Comments for "PHP_LexerGenerator"

» Submit Your Comment
Comments are only accepted during the "Proposal" phase. This proposal is currently in the "Finished" phase.
» Comments
  • Alexander Merz  [2006-06-25 19:30 UTC]

    I miss two things:

    1.) It should be possible to add a phpdoc description to the lexer class.
    2.) A "Full-Service" mode would be nice - you only define the rules and class name, and the lexer class and methods are generated automatically following an interface definition. A parser generator might depend on the interface definition . So the developer can easily pass the generated lexer class to parser without being confronted with any API stuff.

    But I also like the current state!
  • Greg Beaver  [2006-06-26 22:53 UTC]

    I'm not sure what you mean by #1 - to add a phpdoc block, all you need to do is write one in the .plex file.

    If you want one before each of the private lexing methods, that's another story.

    I would enlist you to code #2 if you need it, providing assistance :)
  • Alexander Merz  [2006-06-27 18:26 UTC]

    #1 It would be nice to add something like a docblock for the plex file which is not a part of the <?php ?>-class part in the plex file, but in a /*!lex2php */ section at the beginning. This 'lexdoc' could be added as docblock to the class. This topic is maybe just a question of style. As long as we have no 'lexdoc', it doesn't really matter, where to add docs. But we could keep this in mind. There is no real doc standard in the lexer and parser world out there, a fact, i hate...

    #2 Ok :-)
  • Alexander Merz  [2006-07-03 18:44 UTC]

    Two additional problems:

    1.) I implemented a "Skip token" feature in the lexer class:

    function advance() {
    $ret = $this->{'yylex' .$this->state}();
    if($this->token != 17) {
    if($ret) {
    return true;
    }
    return false;
    } else {
    return $this->advance();
    }
    }

    As you can see, it is necessary to know which number the pattern has.
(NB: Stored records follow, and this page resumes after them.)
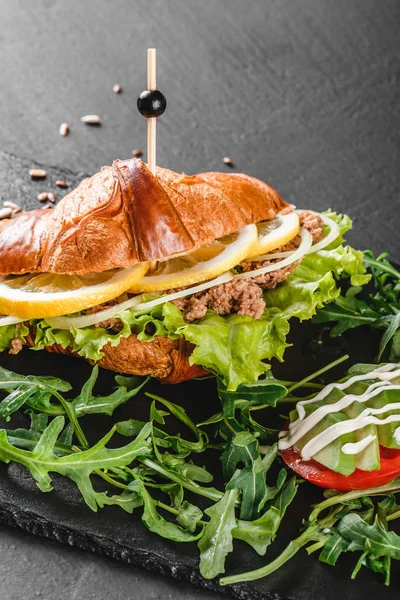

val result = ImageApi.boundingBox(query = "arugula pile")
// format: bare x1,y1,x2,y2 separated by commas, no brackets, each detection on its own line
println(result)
313,250,400,362
0,212,370,391
0,356,400,585
0,367,297,578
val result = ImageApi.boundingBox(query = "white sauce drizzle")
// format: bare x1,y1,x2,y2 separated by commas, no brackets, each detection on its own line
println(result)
297,363,400,419
279,363,400,460
342,434,376,454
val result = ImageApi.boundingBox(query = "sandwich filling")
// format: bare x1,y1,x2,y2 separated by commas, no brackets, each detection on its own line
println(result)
0,211,369,390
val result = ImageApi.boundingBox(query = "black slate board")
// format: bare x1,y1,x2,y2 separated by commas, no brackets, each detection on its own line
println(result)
0,308,399,600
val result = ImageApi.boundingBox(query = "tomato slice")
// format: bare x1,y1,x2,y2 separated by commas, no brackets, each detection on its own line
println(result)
281,446,400,492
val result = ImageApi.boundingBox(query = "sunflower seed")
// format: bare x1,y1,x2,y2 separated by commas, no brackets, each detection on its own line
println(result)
56,179,68,188
60,123,69,137
81,115,100,125
29,169,46,179
0,206,12,219
3,200,22,210
36,192,49,202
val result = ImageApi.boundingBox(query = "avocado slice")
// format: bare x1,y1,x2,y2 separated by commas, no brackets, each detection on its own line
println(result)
368,390,400,449
291,399,357,475
345,401,381,471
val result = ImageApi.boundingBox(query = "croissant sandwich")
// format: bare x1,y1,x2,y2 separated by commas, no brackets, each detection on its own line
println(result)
0,159,362,389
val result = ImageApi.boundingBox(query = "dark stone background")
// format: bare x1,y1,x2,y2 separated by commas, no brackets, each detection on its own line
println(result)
0,0,400,600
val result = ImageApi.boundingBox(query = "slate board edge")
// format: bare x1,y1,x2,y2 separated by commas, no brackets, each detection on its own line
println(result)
0,501,278,600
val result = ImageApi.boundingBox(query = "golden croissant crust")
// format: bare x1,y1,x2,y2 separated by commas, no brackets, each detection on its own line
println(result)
0,158,287,274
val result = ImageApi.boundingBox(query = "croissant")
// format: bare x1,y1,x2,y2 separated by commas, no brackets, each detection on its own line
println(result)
0,159,287,274
0,159,288,383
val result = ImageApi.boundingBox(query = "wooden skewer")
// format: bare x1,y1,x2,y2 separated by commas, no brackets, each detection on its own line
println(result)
147,48,157,175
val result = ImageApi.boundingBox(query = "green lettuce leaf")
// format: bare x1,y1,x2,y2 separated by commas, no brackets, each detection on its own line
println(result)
0,323,29,352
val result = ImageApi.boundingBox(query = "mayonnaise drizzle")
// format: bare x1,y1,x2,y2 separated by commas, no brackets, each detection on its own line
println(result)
279,363,400,460
297,363,400,420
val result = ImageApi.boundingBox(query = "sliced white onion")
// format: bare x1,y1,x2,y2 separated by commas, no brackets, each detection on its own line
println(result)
0,317,26,327
251,210,340,262
235,228,312,279
46,272,233,330
307,213,340,254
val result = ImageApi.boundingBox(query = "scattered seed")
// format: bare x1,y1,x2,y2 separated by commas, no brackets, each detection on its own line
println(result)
3,200,22,210
36,192,49,202
60,123,69,137
56,179,68,188
0,206,12,219
29,169,46,179
81,115,100,125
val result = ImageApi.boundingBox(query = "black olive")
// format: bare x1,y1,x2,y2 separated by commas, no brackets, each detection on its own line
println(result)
137,90,167,119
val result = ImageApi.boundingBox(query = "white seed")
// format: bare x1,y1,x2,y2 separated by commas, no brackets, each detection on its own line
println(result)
3,200,22,210
81,115,100,125
36,192,49,202
56,179,68,188
29,169,46,179
60,123,69,137
0,206,12,219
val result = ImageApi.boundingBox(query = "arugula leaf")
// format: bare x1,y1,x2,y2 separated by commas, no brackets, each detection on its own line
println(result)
94,490,143,514
337,513,400,560
232,478,297,556
198,489,239,579
72,365,150,417
221,431,267,521
0,417,151,511
216,377,287,416
0,323,29,352
176,500,203,533
0,367,71,421
313,251,400,362
128,479,202,542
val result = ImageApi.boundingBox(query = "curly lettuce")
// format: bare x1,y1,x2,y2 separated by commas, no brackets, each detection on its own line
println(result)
0,212,370,390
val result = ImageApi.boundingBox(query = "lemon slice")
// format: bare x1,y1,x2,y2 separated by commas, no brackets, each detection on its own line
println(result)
129,225,257,294
0,263,148,319
247,212,300,258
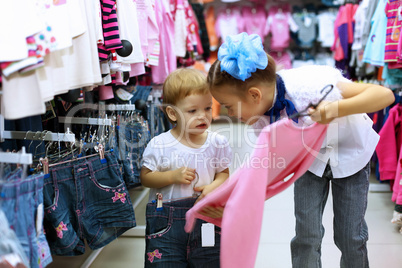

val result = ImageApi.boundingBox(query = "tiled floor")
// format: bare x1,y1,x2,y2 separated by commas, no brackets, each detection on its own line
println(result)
48,123,402,268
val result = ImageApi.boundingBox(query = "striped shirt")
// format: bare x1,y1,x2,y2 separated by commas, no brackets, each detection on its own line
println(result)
98,0,123,60
384,0,402,62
It would be nice to use the pattern name as placeholder. Something like:

    if($this->token != %TOKEN%)...

    2.) If you define a literal as pattern for a token, you would expect, that the literal matches "correctly", but this isn't true. So you have trouble if you have a regex as token pattern, which could also match the literal.

    An example:

    --- the tokens ---
    NODE = "node" (node is a keyword)
    ID = /\w(\w|\d)*/ (an Id is just a literal)
    ------------------

    --- The data to parse ---
    node [color=grey]
    node1 -> node2
    -------------------------

    In the first line "node" is correctly recognized as NODE. But in the next line the lexer splits "node1" into "node" and "1". So it is recognized as NODE and something other. Thats not correct, it should by ID.
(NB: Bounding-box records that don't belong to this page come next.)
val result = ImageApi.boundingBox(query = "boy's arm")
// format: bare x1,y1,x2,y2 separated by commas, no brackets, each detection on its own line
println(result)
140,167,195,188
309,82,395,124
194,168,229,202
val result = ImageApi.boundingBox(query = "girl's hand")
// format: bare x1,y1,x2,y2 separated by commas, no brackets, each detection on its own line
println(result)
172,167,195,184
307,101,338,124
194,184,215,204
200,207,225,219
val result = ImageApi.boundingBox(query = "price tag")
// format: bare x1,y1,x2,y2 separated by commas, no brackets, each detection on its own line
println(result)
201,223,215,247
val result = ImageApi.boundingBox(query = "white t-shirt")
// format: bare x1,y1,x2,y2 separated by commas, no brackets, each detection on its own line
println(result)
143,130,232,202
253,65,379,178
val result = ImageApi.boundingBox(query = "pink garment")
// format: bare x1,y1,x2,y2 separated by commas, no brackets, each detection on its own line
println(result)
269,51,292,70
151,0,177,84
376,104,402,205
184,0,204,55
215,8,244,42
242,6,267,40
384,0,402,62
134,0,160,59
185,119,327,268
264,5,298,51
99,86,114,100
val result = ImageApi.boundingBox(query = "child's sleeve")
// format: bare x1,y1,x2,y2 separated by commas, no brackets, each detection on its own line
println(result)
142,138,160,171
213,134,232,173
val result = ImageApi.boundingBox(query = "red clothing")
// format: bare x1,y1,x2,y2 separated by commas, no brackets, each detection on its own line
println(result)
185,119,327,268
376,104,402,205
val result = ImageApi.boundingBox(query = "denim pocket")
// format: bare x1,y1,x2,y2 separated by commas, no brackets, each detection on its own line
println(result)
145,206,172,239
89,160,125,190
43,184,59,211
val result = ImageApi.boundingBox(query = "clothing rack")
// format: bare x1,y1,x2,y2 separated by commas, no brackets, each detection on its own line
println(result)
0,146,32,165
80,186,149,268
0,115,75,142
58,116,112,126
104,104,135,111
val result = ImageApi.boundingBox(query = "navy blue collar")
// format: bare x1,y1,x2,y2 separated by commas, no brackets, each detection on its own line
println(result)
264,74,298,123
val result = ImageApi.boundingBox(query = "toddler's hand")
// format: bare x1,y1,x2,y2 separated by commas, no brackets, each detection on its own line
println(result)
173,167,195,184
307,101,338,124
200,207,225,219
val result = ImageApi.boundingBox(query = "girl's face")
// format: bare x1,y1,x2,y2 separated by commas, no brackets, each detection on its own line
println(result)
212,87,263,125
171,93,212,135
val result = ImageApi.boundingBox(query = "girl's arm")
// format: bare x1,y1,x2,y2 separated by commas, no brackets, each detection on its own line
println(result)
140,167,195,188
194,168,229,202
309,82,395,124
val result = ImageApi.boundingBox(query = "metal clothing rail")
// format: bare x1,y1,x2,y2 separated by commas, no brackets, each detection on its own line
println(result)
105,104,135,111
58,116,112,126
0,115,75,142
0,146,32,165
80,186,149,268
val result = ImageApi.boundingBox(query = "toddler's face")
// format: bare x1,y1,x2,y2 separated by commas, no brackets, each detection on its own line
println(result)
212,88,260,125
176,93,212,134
    I could solve this by using a regex for NODE instead of a literal:
    NODE = /node[^\w\d]/

    Other lexer generator does not seem to have such a problem.
  • Greg Beaver  [2006-07-04 23:50 UTC]

    thanks for trying the package out so extensively Alex :)
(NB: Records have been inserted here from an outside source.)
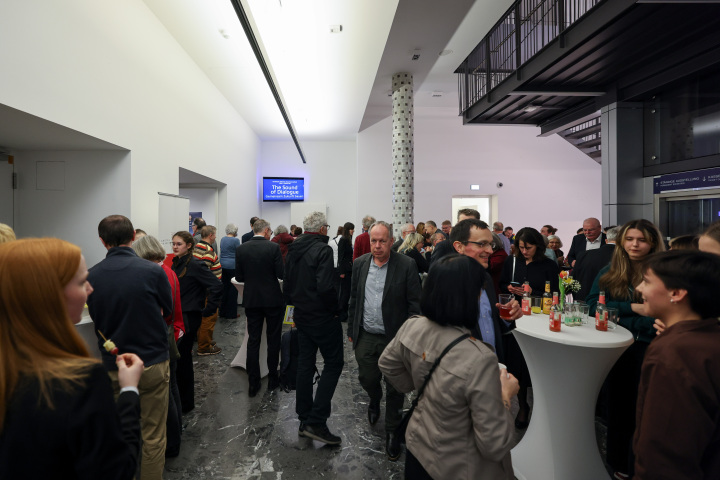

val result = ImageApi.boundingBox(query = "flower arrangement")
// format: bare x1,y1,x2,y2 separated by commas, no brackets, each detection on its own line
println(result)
560,270,581,295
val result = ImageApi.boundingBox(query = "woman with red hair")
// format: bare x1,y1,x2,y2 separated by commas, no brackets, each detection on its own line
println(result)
0,238,143,480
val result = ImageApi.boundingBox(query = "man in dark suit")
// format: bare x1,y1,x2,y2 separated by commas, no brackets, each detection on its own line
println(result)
348,222,421,461
235,219,285,397
573,227,620,300
240,217,258,243
567,217,607,267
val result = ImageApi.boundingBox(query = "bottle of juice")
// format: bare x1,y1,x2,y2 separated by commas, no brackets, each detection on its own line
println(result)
543,280,552,315
550,293,562,332
522,282,532,315
595,290,607,332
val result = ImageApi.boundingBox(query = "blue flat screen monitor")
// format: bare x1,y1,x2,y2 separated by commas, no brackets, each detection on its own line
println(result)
263,177,305,202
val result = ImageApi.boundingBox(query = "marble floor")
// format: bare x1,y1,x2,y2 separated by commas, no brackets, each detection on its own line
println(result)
164,308,608,480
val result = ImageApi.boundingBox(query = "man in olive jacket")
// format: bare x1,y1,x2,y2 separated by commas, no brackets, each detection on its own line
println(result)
348,222,421,460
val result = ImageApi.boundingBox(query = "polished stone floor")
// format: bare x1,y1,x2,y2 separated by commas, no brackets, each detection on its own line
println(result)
164,308,604,480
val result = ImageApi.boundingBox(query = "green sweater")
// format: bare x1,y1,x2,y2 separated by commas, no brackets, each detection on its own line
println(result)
585,265,656,343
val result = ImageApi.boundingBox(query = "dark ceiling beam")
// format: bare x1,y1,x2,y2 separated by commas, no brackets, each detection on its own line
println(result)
508,88,607,97
230,0,307,163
    1) skip token has been implemented from the beginning, simply use this as the action:

    {return false;}

    If you change state and wish to re-process the token, use something like:

    {$this->yybegin(self::NEWSTATE);return true;}

    To do what is known as "yymore" in flex, use:

    {return 'more';}

    yymore basically instructs the scanner to ignore the matching rule and try against the remaining rules.

    For your second problem, use a lookahead, like this simple rule:

    NODE = /node(?=\s)/
    ID = /\w(\w|\d)*/

    then, in order to be sure you also match a NODE at the end of input, use:

    NODE {}
    ID {}
    "node" {}

    The lexer processes rules in strict order, so that the first rule to match wins. Many lexers attempt to optimize regular expressions passed in. In my experience this leads to unpredictable behavior, including the inability to do fine-grained matching. In short, it makes it impossible to write a good lexer.

    PHP_LexerGenerator allows complete control over the regular expressions and their speed: you are responsible for optimizing and ordering, but it will always be possible to look at a lexer .plex file and figure out how it will work. This is not the case for any other lexer generator (which is why your example "just works" in other lexer generators).

    Hope this explains some of the design choices better.